Quem aí não gostaria que o dia tivesse 36 horas? Você já pensou o que faria se ganhasse esse presente dos céus e de repente tivesse todas aquelas horas adicionais no seu dia para fazer tudo aquilo que não dá conta? Ou talvez para fazer perfeitamente aquilo que você já faz de maneira imperfeita? Será que você teria mais um hobby? Aprenderia mais uma língua? Dormiria mais? Sairia mais? Talvez você comeria melhor? Se exercitaria com mais frequência? Passaria mais tempo com os filhos ou dedicaria mais tempo para você?

Nessa semana eu me peguei divagando sobre esse assunto quando uma amiga me perguntou como que eu fazia o meu tempo render tanto.

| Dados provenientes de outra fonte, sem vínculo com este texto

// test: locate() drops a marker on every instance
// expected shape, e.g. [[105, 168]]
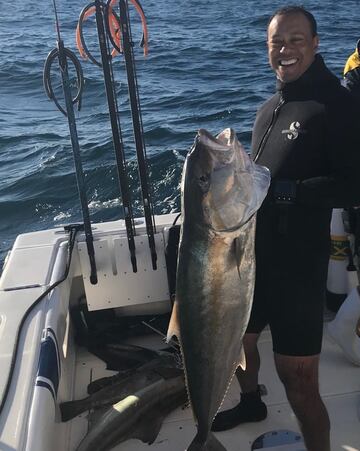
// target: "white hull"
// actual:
[[30, 419]]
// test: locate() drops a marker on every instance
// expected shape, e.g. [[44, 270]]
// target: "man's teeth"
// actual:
[[288, 62]]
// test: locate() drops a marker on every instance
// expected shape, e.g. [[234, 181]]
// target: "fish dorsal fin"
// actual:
[[242, 362], [174, 325]]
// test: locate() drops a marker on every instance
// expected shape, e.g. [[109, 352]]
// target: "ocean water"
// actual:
[[207, 68]]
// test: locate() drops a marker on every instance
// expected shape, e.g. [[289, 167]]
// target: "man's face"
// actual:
[[291, 46]]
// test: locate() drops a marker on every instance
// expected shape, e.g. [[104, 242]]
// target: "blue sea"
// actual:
[[207, 68]]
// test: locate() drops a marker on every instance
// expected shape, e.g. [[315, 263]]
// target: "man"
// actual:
[[306, 135]]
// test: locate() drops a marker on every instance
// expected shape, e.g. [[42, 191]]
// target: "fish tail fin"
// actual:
[[211, 444], [71, 409]]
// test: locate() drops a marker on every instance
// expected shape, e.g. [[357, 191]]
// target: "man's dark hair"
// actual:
[[293, 9]]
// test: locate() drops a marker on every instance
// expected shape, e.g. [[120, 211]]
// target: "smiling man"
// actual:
[[306, 134]]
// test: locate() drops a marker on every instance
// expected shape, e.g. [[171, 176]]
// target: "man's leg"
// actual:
[[300, 378], [250, 408]]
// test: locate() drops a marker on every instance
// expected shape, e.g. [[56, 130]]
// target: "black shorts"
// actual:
[[290, 297]]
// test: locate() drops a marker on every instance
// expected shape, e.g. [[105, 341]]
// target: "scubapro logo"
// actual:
[[293, 131]]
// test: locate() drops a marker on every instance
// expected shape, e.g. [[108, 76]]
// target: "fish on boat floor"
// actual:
[[339, 386]]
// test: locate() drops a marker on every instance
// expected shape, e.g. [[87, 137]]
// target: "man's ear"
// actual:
[[316, 42]]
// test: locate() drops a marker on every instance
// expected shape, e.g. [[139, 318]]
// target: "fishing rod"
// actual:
[[127, 44], [106, 59], [62, 54]]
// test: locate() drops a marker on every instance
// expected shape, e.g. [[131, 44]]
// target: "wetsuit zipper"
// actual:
[[267, 133]]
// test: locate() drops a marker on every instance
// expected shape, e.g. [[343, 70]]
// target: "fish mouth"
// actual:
[[288, 62]]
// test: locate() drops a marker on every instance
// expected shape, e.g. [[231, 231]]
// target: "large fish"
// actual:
[[139, 415], [221, 190], [121, 387]]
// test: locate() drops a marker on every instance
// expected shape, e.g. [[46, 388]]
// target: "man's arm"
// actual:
[[341, 188]]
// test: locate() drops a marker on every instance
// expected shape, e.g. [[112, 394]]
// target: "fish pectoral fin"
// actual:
[[242, 362], [238, 254], [174, 325]]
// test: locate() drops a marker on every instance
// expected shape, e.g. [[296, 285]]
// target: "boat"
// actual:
[[42, 366], [48, 298]]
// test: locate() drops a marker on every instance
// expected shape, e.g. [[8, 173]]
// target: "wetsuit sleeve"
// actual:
[[341, 187]]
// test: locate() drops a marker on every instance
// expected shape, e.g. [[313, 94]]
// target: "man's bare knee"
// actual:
[[298, 374]]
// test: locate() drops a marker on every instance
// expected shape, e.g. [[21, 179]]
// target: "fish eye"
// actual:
[[204, 182]]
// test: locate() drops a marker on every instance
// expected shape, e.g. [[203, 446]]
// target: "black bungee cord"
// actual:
[[61, 54], [137, 127], [106, 64]]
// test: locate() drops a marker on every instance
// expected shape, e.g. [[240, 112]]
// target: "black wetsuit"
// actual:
[[307, 132]]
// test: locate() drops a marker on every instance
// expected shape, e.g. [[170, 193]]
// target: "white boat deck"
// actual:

Não era a primeira vez que me faziam essa pergunta, e também não foi a primeira vez em que eu fiquei devendo uma resposta decente. Eu não sei de quem eu escutei que o tempo é um dos recursos mais democráticos do universo: à meia noite como num passe de mágica todos nós recebemos as mesmas 24 horas de presente, nenhum minuto a mais nem a menos. Então porque raios parece que os dias rendem mais para uns do que para outros? Qual é a fórmula que eu uso para fazer tanta coisa caber nesse tempo tão democrático quanto escasso?

Foi então que me deparei com um artigo muito interessante (e que vou dividir aqui) e que finalmente me trouxe a resposta que eu tanto queria para a pergunta que nunca tinha conseguido responder. O artigo falava sobre beleza e sobre um conceito que curiosamente aplico em diversas áreas da minha vida e nunca tinha dado um nome: o conceito do bom o bastante. Como a autora escreveu o segredo está não em fazer tudo de maneira perfeita, mas sim de maneira consistente. Sabe aquela máxima do tempo de qualidade? É isso, só que potencializado. Tira a perfeição e entra a consistência. Tem a ver com escolhas, foco e priorização: olhar para tudo e realocar o seu tempo de acordo.

Eu não vou roubar aqui mais do que deveria do artigo tão bem escrito para o The Cut, mas estou começando a entender como que eu consigo fazer tanto e viver tantos interesses ao mesmo tempo. Para quem olha de longe pode até achar que meu dia tem mais horas, mas a verdade é que ao trazer o conceito do “bom o bastante” para a minha vida eu trouxe um equilíbrio. Ao fazer as coisas assim dessa maneira não quer dizer que eu as conclua com perfeição nem maestria, mas sim de forma boa o bastante para ser feliz.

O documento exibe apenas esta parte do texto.